High praise, from a Sorrow. “Horseshit.” If you think I’m going to beg, bitch, think again. “Nice trick, sending Belisa to play the Sorrow in distress. That brother bit almost got me.”

“Melisande’s brother was genuine. I picked both of them, ma cherie.” The smile widened. “So brave.” Her fingers stroked, came back up to cup my breast, and I could feel that my nipple was indeed hard. Hard as a chunk of rock.

Goddammit. But six years of Perry’s scar burning on my wrist and his fiddling with my internal thermostat was now paying off in prime. My heartrate stayed the same, though my breathing was a little harsher than I liked. I felt soul-bruised, savagely stretched, and just one thin hair away from raped.

If I belong to me, then I can share or not share, and I don’t want to share with you, you bitch.

Besides, if she wanted to mindfuck me with just a paper file to work from, she was going to have to work for it. Perry was harder to deal with.

No he isn’t, goddammit. Perry’s interested in seeing you remain breathing so he can break you. This bitch is going to kill you anyway; she’s calling you “dear” as if you’re her Neophym. You’re dead. Get something for your pains, Jill.

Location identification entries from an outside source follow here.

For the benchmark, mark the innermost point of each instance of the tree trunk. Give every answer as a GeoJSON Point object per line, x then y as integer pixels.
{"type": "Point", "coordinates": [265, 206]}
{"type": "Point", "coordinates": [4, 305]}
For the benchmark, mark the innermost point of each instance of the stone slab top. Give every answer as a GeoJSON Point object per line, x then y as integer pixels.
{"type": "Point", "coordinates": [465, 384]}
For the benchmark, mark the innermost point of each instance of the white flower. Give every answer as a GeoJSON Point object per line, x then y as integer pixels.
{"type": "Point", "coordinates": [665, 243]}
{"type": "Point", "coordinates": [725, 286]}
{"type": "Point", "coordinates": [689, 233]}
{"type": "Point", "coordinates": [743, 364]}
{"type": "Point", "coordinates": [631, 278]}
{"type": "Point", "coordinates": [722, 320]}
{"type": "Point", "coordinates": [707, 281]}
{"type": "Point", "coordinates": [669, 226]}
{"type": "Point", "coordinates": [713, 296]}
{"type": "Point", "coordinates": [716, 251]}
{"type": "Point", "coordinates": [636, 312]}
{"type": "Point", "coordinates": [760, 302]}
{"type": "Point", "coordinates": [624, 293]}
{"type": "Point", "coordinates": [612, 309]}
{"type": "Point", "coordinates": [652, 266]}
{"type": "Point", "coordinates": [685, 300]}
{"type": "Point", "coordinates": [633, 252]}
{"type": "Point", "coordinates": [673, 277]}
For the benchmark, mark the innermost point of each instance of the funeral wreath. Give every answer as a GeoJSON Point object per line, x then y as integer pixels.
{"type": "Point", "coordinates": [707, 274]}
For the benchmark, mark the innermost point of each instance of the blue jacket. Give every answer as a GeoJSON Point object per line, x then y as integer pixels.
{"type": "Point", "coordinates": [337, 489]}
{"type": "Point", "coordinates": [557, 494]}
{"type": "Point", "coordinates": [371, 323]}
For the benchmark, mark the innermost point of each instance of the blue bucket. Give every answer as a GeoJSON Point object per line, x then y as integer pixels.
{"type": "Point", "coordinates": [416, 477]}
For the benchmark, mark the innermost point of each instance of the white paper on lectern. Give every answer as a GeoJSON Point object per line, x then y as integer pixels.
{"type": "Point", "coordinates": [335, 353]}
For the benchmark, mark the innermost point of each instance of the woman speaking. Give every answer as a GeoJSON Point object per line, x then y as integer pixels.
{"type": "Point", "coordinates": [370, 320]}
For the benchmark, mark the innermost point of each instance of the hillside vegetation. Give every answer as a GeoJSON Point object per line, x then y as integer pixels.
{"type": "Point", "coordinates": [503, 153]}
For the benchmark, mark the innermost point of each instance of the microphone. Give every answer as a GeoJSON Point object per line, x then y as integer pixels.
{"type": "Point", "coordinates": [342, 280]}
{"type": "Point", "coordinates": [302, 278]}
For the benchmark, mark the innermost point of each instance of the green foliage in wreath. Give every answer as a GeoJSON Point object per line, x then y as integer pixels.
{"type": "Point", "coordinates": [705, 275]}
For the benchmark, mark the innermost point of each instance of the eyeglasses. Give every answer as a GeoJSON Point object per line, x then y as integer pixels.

“The bodies were to draw me out and create taplines.” I sounded steady. Steady enough for being chained naked to a rock. “Belisa was just to spice the mix, draw me in, keep me around. But why the wendigo?”

She laughed, a marvelously soft sound. I sucked in a deadly breath as her warm fingers continued to stroke my breast. “You think I’m going to make the mistake cartoon villains make and tell you my plans while you work on burning away that ridiculous leather bracelet?” She tweaked my nipple with her fingertips, I kept a straight face. Heard more soft moans.

Oh, God. They’re starting the second sequence.

“I see the lamb’s voice disturbs you more than mine does, hunter. The wendigo was a useful tool, and its habits kept you looking in the wrong place. But your first encounter with it was carefully scripted.”

“You were on the roof with a bow.” I sounded bored. But I wanted to look past her to the curving altar. Controlled myself. “Killing your own employees.”

“They were men, my darling. Useful, expendable, but overwhelmingly useless—”

“I’m female, and just as expendable.” Interrupting a Grand Mother is a good way to piss her off; they were the rulers of their Houses. Big egos and big brains, not to mention enough sorcerous ability to power a blimp. Her eyes were so black, from lid to lid, infinite holes in her pleasant face. Deep. So deep.

The scar on my arm was growing hotter by the moment, as if Perry had breathed on it, turning it to lava. I could almost feel acidic saliva trickling down my wrist, too. The pain scored up my arm, jolted me out of the sticky web of her eyes.

“You, ma belle, are not expendable. You are my greatest achievement. The pregnant victims were selected for fetal tissue, yes, but that tissue has already been harvested and sold to the highest bidder. They paid for the vault over your head.”

Well, that’s a fucking relief. Thanks for giving me that wonderful piece of news. I was beginning to get a very bad feeling about this. “You’re doing an evocation,” I said flatly. “And you want me to be the host for your psychotic little fucknut of a—”

The blow came out of nowhere, smashing across my cheek, my head rang and I saw stars again. Then her fingers were back on my breast, caressing, kneading my flesh. I felt a warm trickle of blood trace down my chin and rolled my head back to look at her. “Damaging the merchandise, bitch.” My voice was husky.

“You are merely required to be whole, not undamaged. Think of it. One of the Old Ones, the summa of negation, inside a body—a female body, a body capable of creation and destruction, a body strengthened with a hellbreed mark and possessing a soul gifted with murder and mayhem in the finest degree? You are a fit vessel, and once you are filled there will be enough blood, enough destruction, to remake this world as it once was. The Elder Gods will live through you, hunter.” Her smile was calm, beautiful, and so sane it was crazed, and I began to really get a bad feeling about this.

I heard the last breathless sigh of the drugged woman near the door. Oh, God. Please, God. No. Then a terribly final cessation, the act of slitting the throat down to the vertebrae. And the gurgle of life and blood leaving the body.